In Fig. 1.10(a), the field is upward, so the negatively charged electron experiences a downward force of magnitude \(eE\), where \(E\) is the magnitude of the electric field.
The acceleration of the electron is \[ a_e = \frac{eE}{m_e} \] where \(m_e\) is the mass of the electron.
Starting from rest, the time required by the electron to fall through a distance \(h\) is \[ t_e = \sqrt{\frac{2h}{a_e}} = \sqrt{\frac{2h m_e}{eE}} \] For \(e = 1.6 \times 10^{-19}\,\mathrm{C}\), \(m_e = 9.11 \times 10^{-31}\,\mathrm{kg}\),\\ \(E = 2.0 \times 10^4\,\mathrm{N\,C}^{-1}\), \(h = 1.5 \times 10^{-2}\,\mathrm{m}\), \[ t_e = 2.9 \times 10^{-9}\,\mathrm{s} \] In Fig. 1.10(b), the field is downward, and the positively charged proton experiences a downward force of magnitude \(eE\).
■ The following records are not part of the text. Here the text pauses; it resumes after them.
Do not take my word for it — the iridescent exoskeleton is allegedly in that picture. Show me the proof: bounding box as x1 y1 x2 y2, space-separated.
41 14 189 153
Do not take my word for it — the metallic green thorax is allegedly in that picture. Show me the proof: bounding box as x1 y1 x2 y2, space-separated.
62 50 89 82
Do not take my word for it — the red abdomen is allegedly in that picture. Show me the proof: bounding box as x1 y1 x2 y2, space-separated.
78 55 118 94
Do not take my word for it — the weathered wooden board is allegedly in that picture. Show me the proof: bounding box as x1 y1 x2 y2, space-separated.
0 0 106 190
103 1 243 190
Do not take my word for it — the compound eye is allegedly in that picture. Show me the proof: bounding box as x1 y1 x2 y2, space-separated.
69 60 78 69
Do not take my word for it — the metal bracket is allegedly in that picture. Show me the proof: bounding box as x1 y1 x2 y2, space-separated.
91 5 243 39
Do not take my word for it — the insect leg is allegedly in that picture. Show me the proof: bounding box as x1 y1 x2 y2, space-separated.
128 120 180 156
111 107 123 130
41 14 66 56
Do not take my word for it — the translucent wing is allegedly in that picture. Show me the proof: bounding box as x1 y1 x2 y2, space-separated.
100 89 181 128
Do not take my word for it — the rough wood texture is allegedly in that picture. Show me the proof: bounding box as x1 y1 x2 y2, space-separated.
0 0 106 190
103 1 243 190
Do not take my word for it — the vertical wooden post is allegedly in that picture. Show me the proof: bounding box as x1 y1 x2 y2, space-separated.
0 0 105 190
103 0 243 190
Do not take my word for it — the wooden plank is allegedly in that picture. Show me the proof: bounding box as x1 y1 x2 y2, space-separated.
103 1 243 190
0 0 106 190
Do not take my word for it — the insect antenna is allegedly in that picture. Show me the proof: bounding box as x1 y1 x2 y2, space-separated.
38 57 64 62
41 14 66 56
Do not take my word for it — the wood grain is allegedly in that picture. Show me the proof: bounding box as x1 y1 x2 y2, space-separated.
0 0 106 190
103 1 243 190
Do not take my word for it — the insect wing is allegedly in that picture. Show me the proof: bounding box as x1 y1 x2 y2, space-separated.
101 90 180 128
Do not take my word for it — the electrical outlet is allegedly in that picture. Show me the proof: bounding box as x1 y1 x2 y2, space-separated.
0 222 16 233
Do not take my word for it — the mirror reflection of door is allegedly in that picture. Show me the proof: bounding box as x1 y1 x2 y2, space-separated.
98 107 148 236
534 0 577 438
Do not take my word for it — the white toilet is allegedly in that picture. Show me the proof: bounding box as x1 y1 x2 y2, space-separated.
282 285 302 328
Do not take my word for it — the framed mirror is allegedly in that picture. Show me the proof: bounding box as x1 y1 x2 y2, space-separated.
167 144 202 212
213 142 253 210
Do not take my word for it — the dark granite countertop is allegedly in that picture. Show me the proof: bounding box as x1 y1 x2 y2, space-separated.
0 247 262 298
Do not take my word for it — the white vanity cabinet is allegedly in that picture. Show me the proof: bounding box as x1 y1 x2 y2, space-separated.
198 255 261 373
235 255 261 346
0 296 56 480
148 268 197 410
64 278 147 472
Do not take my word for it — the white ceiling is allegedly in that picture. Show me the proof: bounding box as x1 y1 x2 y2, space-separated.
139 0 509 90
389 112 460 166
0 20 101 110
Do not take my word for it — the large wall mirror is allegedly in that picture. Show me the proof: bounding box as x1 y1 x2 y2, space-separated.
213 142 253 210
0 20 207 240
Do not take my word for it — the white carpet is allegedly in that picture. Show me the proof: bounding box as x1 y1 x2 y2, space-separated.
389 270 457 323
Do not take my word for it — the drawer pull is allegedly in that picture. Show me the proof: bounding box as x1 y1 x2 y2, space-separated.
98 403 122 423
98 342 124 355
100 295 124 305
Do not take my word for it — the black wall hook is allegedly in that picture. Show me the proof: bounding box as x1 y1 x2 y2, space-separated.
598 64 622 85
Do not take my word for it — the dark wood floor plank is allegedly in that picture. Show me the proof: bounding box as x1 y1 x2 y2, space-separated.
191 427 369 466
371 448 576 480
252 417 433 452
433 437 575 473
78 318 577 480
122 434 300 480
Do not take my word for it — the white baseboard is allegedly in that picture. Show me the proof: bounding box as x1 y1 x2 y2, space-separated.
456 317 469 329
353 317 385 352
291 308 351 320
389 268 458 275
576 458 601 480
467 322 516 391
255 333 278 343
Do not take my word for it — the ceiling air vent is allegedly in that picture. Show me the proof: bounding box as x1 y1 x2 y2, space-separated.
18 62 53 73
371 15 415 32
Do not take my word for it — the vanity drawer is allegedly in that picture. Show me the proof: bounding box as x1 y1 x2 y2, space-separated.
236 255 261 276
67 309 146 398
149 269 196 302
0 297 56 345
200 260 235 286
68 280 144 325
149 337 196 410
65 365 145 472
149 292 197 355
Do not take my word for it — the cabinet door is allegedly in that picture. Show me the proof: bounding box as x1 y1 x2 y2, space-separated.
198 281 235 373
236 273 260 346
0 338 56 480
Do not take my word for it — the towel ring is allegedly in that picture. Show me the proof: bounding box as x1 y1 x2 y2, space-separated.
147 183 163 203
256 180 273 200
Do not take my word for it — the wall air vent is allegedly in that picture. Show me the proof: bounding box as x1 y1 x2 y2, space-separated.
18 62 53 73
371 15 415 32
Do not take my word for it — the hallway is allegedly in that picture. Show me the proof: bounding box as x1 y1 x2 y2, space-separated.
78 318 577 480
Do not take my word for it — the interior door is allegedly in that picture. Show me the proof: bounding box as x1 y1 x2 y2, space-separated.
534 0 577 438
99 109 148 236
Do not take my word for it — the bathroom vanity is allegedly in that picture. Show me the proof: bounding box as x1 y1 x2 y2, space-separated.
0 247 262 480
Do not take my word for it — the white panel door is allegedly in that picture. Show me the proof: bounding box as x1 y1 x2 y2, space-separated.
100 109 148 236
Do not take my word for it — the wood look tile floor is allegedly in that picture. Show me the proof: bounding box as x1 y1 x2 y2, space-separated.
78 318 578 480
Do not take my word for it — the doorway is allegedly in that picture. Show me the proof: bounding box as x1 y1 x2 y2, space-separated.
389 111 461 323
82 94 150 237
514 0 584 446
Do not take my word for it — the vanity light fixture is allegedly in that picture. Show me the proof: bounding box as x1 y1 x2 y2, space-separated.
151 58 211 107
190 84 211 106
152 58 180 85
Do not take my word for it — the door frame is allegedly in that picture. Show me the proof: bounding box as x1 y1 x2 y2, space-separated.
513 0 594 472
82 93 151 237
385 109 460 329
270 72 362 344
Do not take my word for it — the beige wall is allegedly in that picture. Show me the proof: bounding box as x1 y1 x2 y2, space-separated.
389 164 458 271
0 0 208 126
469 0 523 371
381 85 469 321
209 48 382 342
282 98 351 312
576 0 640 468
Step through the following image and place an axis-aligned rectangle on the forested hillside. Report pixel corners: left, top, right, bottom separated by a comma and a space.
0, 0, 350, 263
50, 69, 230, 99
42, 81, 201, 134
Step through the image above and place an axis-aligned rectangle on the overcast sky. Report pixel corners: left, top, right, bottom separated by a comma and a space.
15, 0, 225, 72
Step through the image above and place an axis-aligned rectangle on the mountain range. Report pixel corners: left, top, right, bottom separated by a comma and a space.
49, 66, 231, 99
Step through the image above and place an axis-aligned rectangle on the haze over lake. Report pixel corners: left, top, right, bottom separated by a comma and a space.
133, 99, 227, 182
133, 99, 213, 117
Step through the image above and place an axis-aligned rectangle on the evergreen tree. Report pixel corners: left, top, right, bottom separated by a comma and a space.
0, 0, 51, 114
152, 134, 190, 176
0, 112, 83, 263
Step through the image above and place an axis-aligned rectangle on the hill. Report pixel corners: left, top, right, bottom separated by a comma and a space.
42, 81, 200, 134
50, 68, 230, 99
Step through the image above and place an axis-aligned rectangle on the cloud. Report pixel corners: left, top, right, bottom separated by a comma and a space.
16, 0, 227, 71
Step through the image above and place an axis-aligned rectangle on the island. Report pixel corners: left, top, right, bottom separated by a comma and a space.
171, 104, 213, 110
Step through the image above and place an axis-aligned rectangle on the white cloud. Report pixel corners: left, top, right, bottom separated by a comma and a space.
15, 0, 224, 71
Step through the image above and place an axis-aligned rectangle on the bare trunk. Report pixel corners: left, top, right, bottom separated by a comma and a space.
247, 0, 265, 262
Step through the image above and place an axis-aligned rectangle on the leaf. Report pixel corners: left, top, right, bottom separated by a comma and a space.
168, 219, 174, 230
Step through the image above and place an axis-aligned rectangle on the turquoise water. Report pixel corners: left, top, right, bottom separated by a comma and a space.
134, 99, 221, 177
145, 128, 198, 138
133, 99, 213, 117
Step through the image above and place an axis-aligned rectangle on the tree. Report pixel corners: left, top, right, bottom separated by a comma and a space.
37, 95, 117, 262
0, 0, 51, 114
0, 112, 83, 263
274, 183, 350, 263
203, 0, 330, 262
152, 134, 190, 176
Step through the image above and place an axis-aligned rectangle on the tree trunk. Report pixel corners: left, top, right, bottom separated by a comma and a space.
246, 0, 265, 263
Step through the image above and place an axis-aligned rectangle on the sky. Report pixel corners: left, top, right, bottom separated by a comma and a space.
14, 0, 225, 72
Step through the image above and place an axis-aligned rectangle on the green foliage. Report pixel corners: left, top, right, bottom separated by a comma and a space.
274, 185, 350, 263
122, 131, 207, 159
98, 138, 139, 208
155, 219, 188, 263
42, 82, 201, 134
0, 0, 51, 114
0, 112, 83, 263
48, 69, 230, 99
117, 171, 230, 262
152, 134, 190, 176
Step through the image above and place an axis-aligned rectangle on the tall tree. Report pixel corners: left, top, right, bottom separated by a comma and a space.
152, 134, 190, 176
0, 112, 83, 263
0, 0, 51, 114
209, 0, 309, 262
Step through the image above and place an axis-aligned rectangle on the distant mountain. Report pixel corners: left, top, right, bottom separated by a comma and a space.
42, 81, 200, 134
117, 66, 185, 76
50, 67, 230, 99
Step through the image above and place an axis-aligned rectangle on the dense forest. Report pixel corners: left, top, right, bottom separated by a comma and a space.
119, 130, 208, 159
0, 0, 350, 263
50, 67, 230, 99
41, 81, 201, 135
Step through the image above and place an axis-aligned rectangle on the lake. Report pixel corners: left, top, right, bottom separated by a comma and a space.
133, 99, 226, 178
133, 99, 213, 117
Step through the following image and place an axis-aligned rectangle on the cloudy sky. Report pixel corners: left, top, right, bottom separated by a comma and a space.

The acceleration of the proton is \[ a_p = \frac{eE}{m_p} \] where \(m_p\) is the mass of the proton; \(m_p = 1.67 \times 10^{-27}\,\mathrm{kg}\).\\ The time of fall for the proton is \[ t_p = \sqrt{\frac{2h}{a_p}} = \sqrt{\frac{2h m_p}{eE}} = 1.3 \times 10^{-7}\,\mathrm{s} \] Thus, the heavier particle (proton) takes a greater time to fall through the same distance. This is in contrast to 'free fall under gravity', where the time of fall is independent of the mass of the body.
To justify neglecting gravity, calculate the acceleration of the proton in the electric field: \[ a_p = \frac{eE}{m_p} = \frac{(1.6 \times 10^{-19}\,\mathrm{C}) \times (2.0 \times 10^4\,\mathrm{N\,C}^{-1})}{1.67 \times 10^{-27}\,\mathrm{kg}} = 1.9 \times 10^{12}\,\mathrm{m\,s}^{-2} \] This is enormous compared to the value of \(g\) (\(9.8\,\mathrm{m\,s}^{-2}\)), so the effect of acceleration due to gravity can be ignored.